Vor der politischen Wende in der DDR war der Begriff der Lausitz eher einer, der nur in der DDR auf Anhieb sofort jedermann klar war, aber in den alten Bundesländern eher auf fragende Gesichter und Verständnislosigkeit stieß. Nur die Alten, jene, die der Krieg aus ihren Heimatgebieten im Osten vertrieben hatte und die im Westen eine neue Heimat gefunden hatten, konnten in der Regel damit etwas anfangen.

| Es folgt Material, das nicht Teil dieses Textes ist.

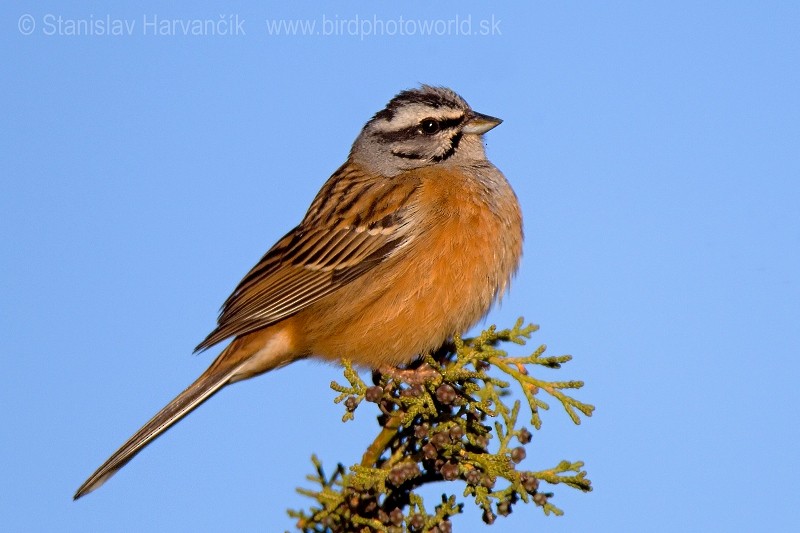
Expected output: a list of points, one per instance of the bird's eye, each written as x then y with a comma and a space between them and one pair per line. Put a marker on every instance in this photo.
429, 126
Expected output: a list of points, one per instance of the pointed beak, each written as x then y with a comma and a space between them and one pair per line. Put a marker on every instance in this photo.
480, 124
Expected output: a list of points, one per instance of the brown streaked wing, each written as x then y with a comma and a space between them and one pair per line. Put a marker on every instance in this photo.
308, 264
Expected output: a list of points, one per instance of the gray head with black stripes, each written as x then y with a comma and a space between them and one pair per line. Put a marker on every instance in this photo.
422, 127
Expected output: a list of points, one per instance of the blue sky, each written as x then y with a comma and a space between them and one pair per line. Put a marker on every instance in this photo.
655, 150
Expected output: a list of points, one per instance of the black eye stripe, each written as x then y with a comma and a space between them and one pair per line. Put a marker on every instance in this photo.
410, 132
450, 122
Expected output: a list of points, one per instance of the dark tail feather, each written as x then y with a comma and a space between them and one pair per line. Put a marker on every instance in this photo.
182, 405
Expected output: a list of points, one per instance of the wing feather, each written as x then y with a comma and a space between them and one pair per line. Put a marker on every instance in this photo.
313, 261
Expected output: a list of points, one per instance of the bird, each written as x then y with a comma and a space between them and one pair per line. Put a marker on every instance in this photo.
410, 242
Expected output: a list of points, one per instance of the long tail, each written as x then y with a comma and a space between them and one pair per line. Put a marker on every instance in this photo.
206, 385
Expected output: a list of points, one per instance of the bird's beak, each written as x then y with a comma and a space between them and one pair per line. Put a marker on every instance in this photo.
480, 124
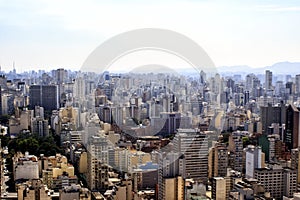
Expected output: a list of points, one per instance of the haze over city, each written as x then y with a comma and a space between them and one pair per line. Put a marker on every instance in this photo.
51, 34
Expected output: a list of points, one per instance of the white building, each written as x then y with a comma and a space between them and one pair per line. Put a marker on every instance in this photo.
253, 160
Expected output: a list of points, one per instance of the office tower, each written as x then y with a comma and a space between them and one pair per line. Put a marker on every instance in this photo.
218, 188
246, 97
253, 160
268, 80
202, 77
291, 135
295, 164
7, 104
277, 181
60, 75
219, 160
230, 84
170, 180
236, 151
297, 84
40, 127
272, 114
0, 100
290, 87
193, 145
44, 95
98, 168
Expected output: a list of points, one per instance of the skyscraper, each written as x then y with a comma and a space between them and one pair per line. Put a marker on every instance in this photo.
253, 160
268, 80
297, 84
43, 95
291, 135
194, 146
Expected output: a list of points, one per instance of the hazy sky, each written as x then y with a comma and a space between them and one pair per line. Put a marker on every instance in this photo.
50, 34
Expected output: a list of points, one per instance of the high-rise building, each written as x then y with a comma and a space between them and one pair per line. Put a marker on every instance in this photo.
292, 129
218, 188
170, 169
236, 150
297, 84
277, 180
219, 161
40, 127
44, 95
193, 145
253, 160
268, 80
272, 114
0, 100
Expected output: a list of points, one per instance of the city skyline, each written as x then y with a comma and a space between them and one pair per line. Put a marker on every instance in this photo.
232, 33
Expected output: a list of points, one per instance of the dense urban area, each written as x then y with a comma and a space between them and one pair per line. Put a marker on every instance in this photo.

Die Lausitz (etwa „sumpfige, feuchte Wiesen“; niedersorbisch Łužyca, obersorbisch Łužica, polnisch Łużyce, tschechisch Lužice, im Jahre 1005 noch Luzici vom slawischen luzicy für niedriges Sumpfland[1]) ist eine Region in Deutschland und Polen. Sie umfasst den Süden Brandenburgs und den Osten des Freistaates Sachsen sowie Teile der polnischen Woiwodschaften Niederschlesien und Lebus. Die Lausitz gliedert sich von Nord nach Süd in Niederlausitz, Oberlausitz und Lausitzer Gebirge. Heute bildet der Spreewald den nördlichsten Teil der Niederlausitz; ursprünglich reichte sie bis zum Berliner Müggelsee. Vom Lausitzer Gebirge gehört nur der deutsche Teil, der als Zittauer Gebirge bekannt ist, zur Lausitz, nicht aber der tschechische Teil. Die Lausitzer Neiße bildet heute die Grenze zwischen dem deutschen und dem polnischen Teil der Lausitz.

Die Lausitz bedeckt eine Fläche von etwa 13.000 km² und hat rund 1,35 Mio. Einwohner[2], davon etwa 350.000 in Polen. In Sachsen zählen zur Oberlausitz der Landkreis Görlitz sowie der größte Teil des Landkreises Bautzen. In Brandenburg gehört zur Oberlausitz der Süden des Landkreises Oberspreewald-Lausitz. Zur brandenburgischen Niederlausitz gehören die Landkreise Oberspreewald-Lausitz (bis auf zwei Gemeinden im äußersten Südwesten) und Spree-Neiße, Teile der Landkreise Elbe-Elster, Dahme-Spreewald und Oder-Spree sowie die kreisfreie Stadt Cottbus. In Polen zählen die Landkreise Zgorzelec und Lubań in der Woiwodschaft Niederschlesien sowie der Landkreis Żary und Teile der Landkreise Żagań und Krosno in der Woiwodschaft Lebus zur Lausitz.

Die Lausitz unterteilt sich in zwei landschaftlich völlig unterschiedliche Teile, die Ober- und Niederlausitz.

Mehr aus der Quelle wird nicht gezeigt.